Genomic alterations in cell-cycle components and the PI3K pathway are often observed in pediatric brain tumors, suggesting that combined CDK and mTOR inhibition may provide clinical benefit to these children. DeWire and colleagues performed a phase I trial to identify the maximum tolerated dose (MTD)/recommended phase II dose (RP2D) of ribociclib and everolimus in children with recurrent or refractory brain tumors. This combination was well tolerated, and an RP2D was identified for both agents. Ribociclib concentrations in plasma, tumor, and CSF samples were assessed, and ribociclib was determined to enter the tumor and CSF at therapeutic concentrations. This work serves as a basis for further trials to assess the efficacy of this combination in children with brain tumors.

Monjazeb et al. Page 2470

Although checkpoint inhibition has benefited patients with microsatellite instable (MSI-H) CRC, patients with microsatellite stable (MSS) CRC are resistant to this treatment regimen. Preclinical studies have demonstrated that focal radiation can stimulate antitumor immunity. Monjazeb and colleagues conducted a randomized phase II study evaluating the combination of durvalumab, a PD-L1 inhibitor, and tremelimumab, a CTLA-4 inhibitor with either hypofractionated radiation (HFRT), or low-dose fractionated radiation (LDFRT) in patients with advanced MSS CRC. This combination led to stable disease in one patient with out-of-field tumor shrinkage. HFRT treatment increased CD8+ T-cell tumor infiltration and decreased circulating immune cells.

Telli et al. Page 2481

Immunotherapies have enhanced cancer therapeutics, but only for a minority of patients. Ways to reliably enhance immunogenicity, T-cell infiltration into tumors, and predict responsiveness are critically needed. Telli and colleagues demonstrate that plasmid IL-12 injected intratumorally followed by electroporation (Tavo) induces a CXCR3 gene signature (CXCR3-GS) with enhanced antigen presentation, expansion, and licensing of T cells systemically in both mice and humans.

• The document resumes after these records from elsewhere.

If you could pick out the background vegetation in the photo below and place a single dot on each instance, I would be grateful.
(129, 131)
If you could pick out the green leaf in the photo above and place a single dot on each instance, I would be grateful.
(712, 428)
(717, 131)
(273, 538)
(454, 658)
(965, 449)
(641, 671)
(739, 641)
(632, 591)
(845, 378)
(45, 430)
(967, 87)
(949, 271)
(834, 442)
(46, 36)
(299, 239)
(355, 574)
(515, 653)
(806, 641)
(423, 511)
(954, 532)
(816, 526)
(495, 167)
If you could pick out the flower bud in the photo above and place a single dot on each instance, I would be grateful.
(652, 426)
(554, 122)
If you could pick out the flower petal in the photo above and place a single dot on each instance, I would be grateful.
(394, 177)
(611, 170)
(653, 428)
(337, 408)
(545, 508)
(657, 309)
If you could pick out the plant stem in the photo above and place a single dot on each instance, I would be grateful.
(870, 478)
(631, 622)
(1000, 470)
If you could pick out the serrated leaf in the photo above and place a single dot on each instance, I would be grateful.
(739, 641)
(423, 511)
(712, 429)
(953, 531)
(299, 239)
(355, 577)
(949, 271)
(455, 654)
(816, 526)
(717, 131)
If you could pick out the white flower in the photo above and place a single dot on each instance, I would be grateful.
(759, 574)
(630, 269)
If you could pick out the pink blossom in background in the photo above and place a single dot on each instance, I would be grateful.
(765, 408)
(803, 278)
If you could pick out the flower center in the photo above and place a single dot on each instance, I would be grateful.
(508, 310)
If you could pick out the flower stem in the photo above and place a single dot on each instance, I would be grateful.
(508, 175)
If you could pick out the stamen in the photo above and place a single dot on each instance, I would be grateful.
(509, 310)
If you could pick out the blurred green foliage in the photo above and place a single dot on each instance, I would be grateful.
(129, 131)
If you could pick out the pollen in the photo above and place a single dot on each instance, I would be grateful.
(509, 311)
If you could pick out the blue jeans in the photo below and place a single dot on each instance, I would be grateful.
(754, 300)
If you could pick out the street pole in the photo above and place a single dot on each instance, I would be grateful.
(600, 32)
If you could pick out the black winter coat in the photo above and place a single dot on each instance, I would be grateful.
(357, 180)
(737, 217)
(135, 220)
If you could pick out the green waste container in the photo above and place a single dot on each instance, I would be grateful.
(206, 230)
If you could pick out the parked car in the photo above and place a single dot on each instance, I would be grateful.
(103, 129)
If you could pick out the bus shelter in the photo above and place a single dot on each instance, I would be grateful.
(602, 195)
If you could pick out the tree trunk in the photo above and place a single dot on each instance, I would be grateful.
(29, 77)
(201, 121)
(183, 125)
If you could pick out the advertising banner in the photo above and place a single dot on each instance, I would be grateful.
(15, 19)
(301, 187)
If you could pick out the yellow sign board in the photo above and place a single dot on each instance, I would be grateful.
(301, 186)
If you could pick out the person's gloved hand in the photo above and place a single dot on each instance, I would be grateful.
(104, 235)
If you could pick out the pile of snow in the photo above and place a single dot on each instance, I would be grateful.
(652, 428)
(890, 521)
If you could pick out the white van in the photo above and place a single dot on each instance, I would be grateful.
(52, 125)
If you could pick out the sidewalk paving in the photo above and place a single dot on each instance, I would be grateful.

A previously unresponsive patient with melanoma demonstrated significant clinical response to nivolumab following Tavo therapy. This safe, effective intratumoral therapy and induced CXCR3-GS represents a potential tool for treatment of nonimmunogenic tumors.

Solanki et al. Page 2533

KRASG12C inhibitors, including AMG-510, have demonstrated efficacy in KRASG12C mutant lung cancer. However, resistance occurs in many patients due to activation of bypass signaling pathways. Although multiple agents are being tested in combination with KRASG12C inhibitors in clinical trials, it is unclear how best to identify the appropriate combination for individual patients. Solanki and colleagues conducted a proteomics analysis of KRASG12C cell lines after short term treatment with ARS-1620 to identify molecular responses to KRASG12C inhibition. ERBB2/3 signaling led to resistance to KRASG12C inhibitors in epithelial-like lung cancer cells, while FGFR1 or AXL signaling led to resistance in mesenchymal-like cells. These results support clinical trials assessing these combinations in patients with KRASG12C mutant lung cancer, and this approach may identify similar resistance mechanisms in other cancer settings.